Dengan resolusi yang jelas dan terukur, otak lebih mudah membentuk kebiasaan baru, target terasa mungkin dicapai, dan tidak menimbulkan rasa takut atau tekanan.
Menurutnya, resolusi yang selaras dengan kebutuhan pribadi dan dilakukan secara bertahap lebih memungkinkan untuk dijalani dengan konsisten dan menyenangkan, bukan penuh tekanan.
Refleksi, Bukan Menghakimi Diri
Jika ada resolusi tahun sebelumnya yang tidak tercapai, hal itu bukan berarti kegagalan.
Sebaliknya, bisa menjadi sinyal bahwa ada faktor yang perlu dievaluasi, seperti target yang terlalu tinggi, perubahan kondisi hidup, atau kelelahan fisik dan emosional yang tak diperhitungkan.
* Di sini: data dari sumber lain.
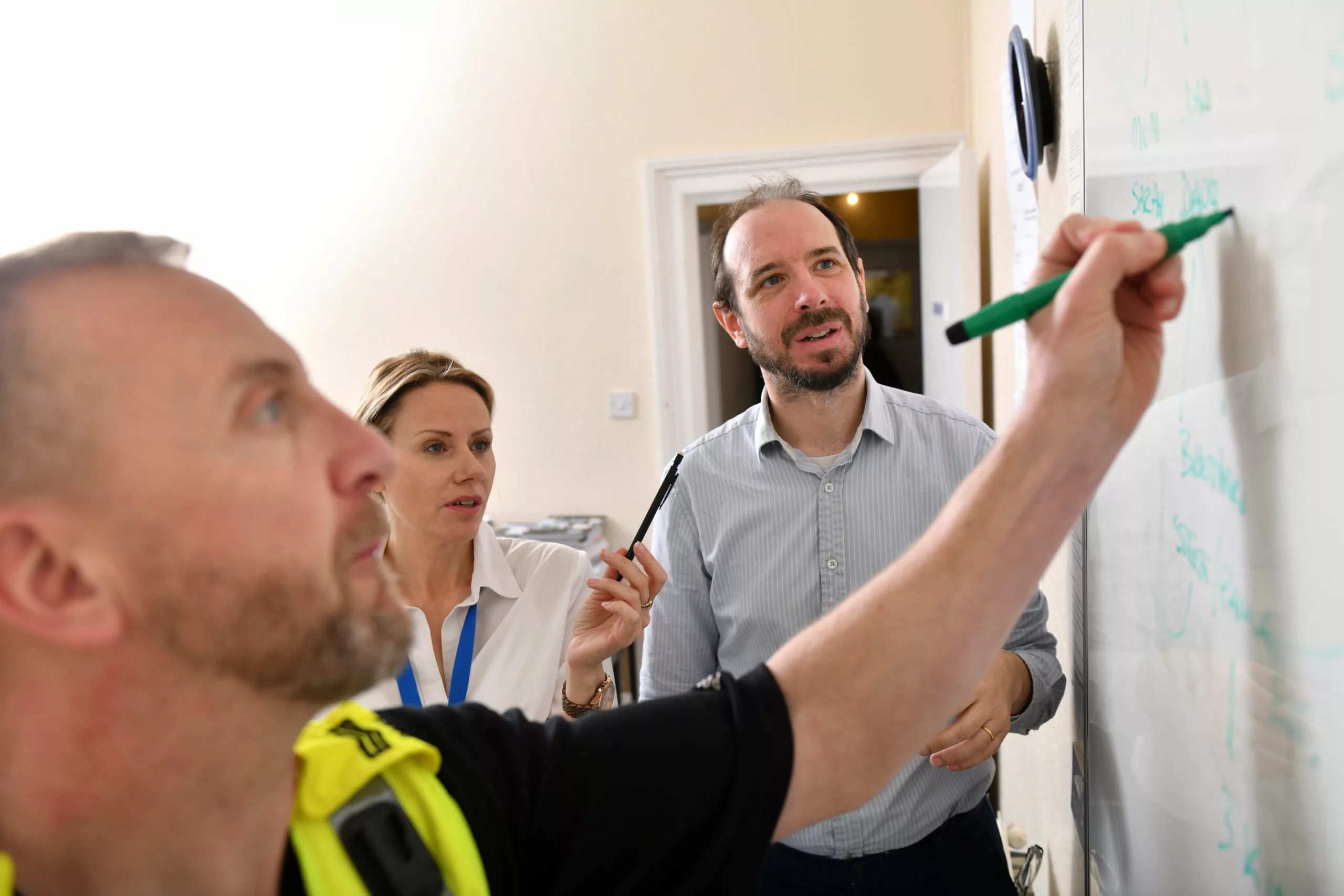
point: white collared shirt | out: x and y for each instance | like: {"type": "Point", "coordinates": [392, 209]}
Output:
{"type": "Point", "coordinates": [529, 594]}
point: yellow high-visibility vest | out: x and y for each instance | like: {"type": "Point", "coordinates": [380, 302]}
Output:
{"type": "Point", "coordinates": [338, 757]}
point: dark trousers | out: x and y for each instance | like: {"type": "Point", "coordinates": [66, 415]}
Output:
{"type": "Point", "coordinates": [964, 856]}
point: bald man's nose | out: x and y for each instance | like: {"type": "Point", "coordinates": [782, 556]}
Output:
{"type": "Point", "coordinates": [365, 460]}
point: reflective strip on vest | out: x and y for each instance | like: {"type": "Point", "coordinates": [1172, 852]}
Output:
{"type": "Point", "coordinates": [338, 757]}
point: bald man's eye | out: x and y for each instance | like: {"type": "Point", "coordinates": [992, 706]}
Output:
{"type": "Point", "coordinates": [270, 412]}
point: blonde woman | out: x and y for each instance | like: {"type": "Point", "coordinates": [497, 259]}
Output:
{"type": "Point", "coordinates": [503, 623]}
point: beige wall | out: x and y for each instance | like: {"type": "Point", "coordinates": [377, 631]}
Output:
{"type": "Point", "coordinates": [1034, 772]}
{"type": "Point", "coordinates": [461, 176]}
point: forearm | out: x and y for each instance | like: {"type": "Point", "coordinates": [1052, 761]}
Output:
{"type": "Point", "coordinates": [873, 680]}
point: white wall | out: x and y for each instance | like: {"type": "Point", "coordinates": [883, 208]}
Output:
{"type": "Point", "coordinates": [377, 176]}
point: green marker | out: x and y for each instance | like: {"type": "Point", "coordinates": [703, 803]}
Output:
{"type": "Point", "coordinates": [1023, 305]}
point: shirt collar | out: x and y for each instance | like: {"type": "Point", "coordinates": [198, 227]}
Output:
{"type": "Point", "coordinates": [875, 418]}
{"type": "Point", "coordinates": [491, 568]}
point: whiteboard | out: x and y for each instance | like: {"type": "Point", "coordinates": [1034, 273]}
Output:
{"type": "Point", "coordinates": [1215, 547]}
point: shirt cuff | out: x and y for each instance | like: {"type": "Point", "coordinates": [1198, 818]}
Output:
{"type": "Point", "coordinates": [1047, 690]}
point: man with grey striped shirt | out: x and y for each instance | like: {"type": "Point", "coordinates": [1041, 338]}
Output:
{"type": "Point", "coordinates": [786, 510]}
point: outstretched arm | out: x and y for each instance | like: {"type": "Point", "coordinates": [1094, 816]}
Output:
{"type": "Point", "coordinates": [872, 681]}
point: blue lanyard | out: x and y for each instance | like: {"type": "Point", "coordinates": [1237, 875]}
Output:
{"type": "Point", "coordinates": [461, 668]}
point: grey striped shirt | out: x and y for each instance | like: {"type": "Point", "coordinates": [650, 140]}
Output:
{"type": "Point", "coordinates": [760, 543]}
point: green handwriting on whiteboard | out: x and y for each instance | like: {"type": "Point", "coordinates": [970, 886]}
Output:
{"type": "Point", "coordinates": [1198, 195]}
{"type": "Point", "coordinates": [1223, 592]}
{"type": "Point", "coordinates": [1199, 101]}
{"type": "Point", "coordinates": [1144, 132]}
{"type": "Point", "coordinates": [1148, 201]}
{"type": "Point", "coordinates": [1209, 468]}
{"type": "Point", "coordinates": [1335, 71]}
{"type": "Point", "coordinates": [1195, 556]}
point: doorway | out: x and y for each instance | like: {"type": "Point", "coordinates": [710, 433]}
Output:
{"type": "Point", "coordinates": [886, 233]}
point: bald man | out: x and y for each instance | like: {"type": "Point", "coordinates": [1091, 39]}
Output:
{"type": "Point", "coordinates": [190, 570]}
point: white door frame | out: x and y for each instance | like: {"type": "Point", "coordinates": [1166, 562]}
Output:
{"type": "Point", "coordinates": [675, 187]}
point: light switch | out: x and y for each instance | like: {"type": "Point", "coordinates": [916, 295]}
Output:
{"type": "Point", "coordinates": [620, 406]}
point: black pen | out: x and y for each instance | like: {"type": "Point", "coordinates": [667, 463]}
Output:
{"type": "Point", "coordinates": [664, 491]}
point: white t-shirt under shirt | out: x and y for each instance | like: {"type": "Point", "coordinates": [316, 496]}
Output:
{"type": "Point", "coordinates": [529, 594]}
{"type": "Point", "coordinates": [830, 460]}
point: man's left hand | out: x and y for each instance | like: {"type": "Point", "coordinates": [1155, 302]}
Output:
{"type": "Point", "coordinates": [982, 727]}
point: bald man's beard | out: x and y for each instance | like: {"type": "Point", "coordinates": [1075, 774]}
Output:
{"type": "Point", "coordinates": [296, 636]}
{"type": "Point", "coordinates": [838, 368]}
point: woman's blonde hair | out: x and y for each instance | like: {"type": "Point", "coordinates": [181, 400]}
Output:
{"type": "Point", "coordinates": [394, 378]}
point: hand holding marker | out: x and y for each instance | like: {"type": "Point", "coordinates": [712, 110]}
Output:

"Apa yang terpenting adalah melakukan refleksi, bukan menghakimi diri. Kita perlu bertanya dengan jujur pada diri sendiri tentang hambatan apa yang muncul, lalu menyesuaikan kembali target agar lebih sesuai dengan kapasitas kita. Sikap ini membantu kita belajar dari pengalaman, dan tidak tenggelam dalam rasa bersalah", ia menambahkan.
Phoebe juga menegaskan bahwa resolusi tahunan tidak harus selalu tercapai.
Tidak tercapainya resolusi bukan berarti seseorang gagal atau kurang berharga.
Hal tersebut bisa terjadi karena seseorang bertumbuh, prioritas hidup berubah, atau menjadi lebih sadar akan batas diri.
"Resolusi sebaiknya dipandang sebagai alat refleksi dan arah pertumbuhan, bukan sebagai kontrak mutlak yang harus dipenuhi tanpa mempertimbangkan dinamika kehidupan", pungkasnya.